# Stock Price Predictor - Data Preparation

## Notebook Overview
- [1. Load Modules and Data](#load-data)
- [2. Model Descriptions](#model-descriptions)
    - [2.1 ARIMA Model](#ARIMA-Model)
    - [2.2 DeepAR Model](#DeepAR-Model)
- [3. Multiple Time Series](#multiple-time-series)
- [4. Split Data](#split-data)
- [5. Saving Data](#save-in-json-format)
    - [5.1 ARIMA Model](#save-arima-model)
    - [5.2 DeepAR Model](#save-deepar-model)

## Plan of Action
The aim to prepare the data to be processed and save it as a `CSV` or `JSON` file. First any data processing will be carried out. Then data will be split into train and test data. Finally, this data will be saved in the folder called `data`. 

> *Note: ideally, data is split into training and test data, and then **separately** processed. However, as this is time series data, where the train-test split cannot be randomly selected points, processing first should not affect the results in any way.

A `Adj Close` vs `Time` graph is to be created. This will be a line graph with the prediction of stock price for the next year (in the end: 2021). In this section data will be divided to be processed by each of the two models. 

<a id="load-data"></a>
# 1. Load Modules and Data
All the required modules will be loaded here along with the data from the `CSV` files in the `data` directory files.

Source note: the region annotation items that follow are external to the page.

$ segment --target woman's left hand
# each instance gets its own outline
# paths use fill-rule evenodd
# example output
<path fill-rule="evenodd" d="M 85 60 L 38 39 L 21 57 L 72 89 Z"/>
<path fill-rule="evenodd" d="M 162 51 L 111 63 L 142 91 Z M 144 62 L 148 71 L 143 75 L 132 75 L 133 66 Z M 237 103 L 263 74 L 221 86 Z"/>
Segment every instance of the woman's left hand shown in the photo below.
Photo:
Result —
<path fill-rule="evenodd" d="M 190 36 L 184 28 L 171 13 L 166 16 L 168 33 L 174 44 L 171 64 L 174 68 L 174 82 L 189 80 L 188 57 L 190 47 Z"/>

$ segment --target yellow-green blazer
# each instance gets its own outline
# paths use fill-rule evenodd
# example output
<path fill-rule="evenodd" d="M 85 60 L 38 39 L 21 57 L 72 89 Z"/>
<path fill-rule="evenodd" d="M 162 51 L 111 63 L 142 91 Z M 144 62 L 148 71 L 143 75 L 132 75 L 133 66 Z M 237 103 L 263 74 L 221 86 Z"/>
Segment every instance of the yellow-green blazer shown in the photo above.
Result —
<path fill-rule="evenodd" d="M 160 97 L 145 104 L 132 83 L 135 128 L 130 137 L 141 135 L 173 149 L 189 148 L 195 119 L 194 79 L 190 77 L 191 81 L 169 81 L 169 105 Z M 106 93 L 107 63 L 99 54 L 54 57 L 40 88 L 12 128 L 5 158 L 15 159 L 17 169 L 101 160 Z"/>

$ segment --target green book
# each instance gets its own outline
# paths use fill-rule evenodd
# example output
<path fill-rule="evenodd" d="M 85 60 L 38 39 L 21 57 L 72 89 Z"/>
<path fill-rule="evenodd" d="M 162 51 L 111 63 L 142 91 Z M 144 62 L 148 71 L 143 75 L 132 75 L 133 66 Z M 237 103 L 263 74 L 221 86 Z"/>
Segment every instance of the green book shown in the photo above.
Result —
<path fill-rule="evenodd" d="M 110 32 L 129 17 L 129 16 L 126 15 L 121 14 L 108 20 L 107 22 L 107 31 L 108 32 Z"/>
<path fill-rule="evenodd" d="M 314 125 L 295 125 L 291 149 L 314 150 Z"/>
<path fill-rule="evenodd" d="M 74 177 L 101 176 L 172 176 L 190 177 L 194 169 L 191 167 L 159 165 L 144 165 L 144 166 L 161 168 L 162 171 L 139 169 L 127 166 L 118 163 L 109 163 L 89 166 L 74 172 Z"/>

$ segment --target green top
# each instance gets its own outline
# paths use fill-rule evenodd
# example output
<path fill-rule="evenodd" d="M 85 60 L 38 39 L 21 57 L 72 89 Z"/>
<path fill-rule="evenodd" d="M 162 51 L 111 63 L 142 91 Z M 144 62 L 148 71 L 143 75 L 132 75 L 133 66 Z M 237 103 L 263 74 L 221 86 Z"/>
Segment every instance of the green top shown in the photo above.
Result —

> **Citation for data**: _Yahoo Finance – stock market live, quotes, business &amp; finance news_ (no date). Available at: https://in.finance.yahoo.com/ (Accessed: 2 October 2020).

In [1]:
import pandas as pd
import numpy as np
import os
import json
import pytz
import matplotlib.pyplot as plt
%matplotlib inline

import datetime

pd.set_option('display.max_rows', None)
timezone_str = 'Asia/Kolkata'
localtz = pytz.timezone(timezone_str)

In [2]:
# Load stocks data
stock_names = {'^GSPC': 'S&P 500',
               '^BSESN': 'S&P BSE SENSEX',
               'AAPL': 'Apple Inc.'}

data_dir = 'data'
data = {}

for stock in stock_names.keys():
    data[stock] = pd.read_csv(os.path.join(data_dir, stock + '.csv'),
                              parse_dates=True, index_col=['Date'])
    data[stock] = data[stock].dropna()

In [3]:
data['AAPL'].head()

Unnamed: 0_level_0,Open,High,Low,Close,Adj Close,Volume
Date,Unnamed: 1_level_1,Unnamed: 2_level_1,Unnamed: 3_level_1,Unnamed: 4_level_1,Unnamed: 5_level_1,Unnamed: 6_level_1
1980-12-12,0.128348,0.128906,0.128348,0.128348,0.101261,469033600.0
1980-12-15,0.12221,0.12221,0.121652,0.121652,0.095978,175884800.0
1980-12-16,0.113281,0.113281,0.112723,0.112723,0.088934,105728000.0
1980-12-17,0.115513,0.116071,0.115513,0.115513,0.091135,86441600.0
1980-12-18,0.118862,0.11942,0.118862,0.118862,0.093777,73449600.0


> **_NOTE: The folowing sections will consider only `AAPL` stock data. Later, similar steps will be carried out on the two indices: `^GSPC` and `^BSESN`_**

<a id="model-descriptions"></a>
# 2. Model Descriptions
In this section, we will discuss model types and how the models take data and process it. There are two models that will be used to make predictions and the results from both will later be compared.

<a id="ARIMA-Model"></a>
## 2.1 ARIMA Model
One of the major problems with time series problems are the non-stationary nature of most time series. To get around this obstacle, a time series is usually stationaized. This is done by reducing effects of trends and seasonality, training a model and finally converting the predicitons back (adding trends and seasonality). A complex method can be used to efficiently stationarize a time series, but it makes it harder to convert the results back. Though differencing is not the most efficient of stationarizing a time series, it provides an easy to remove and add trends and seasonality. Hence, ARIMA model is chosen for this project.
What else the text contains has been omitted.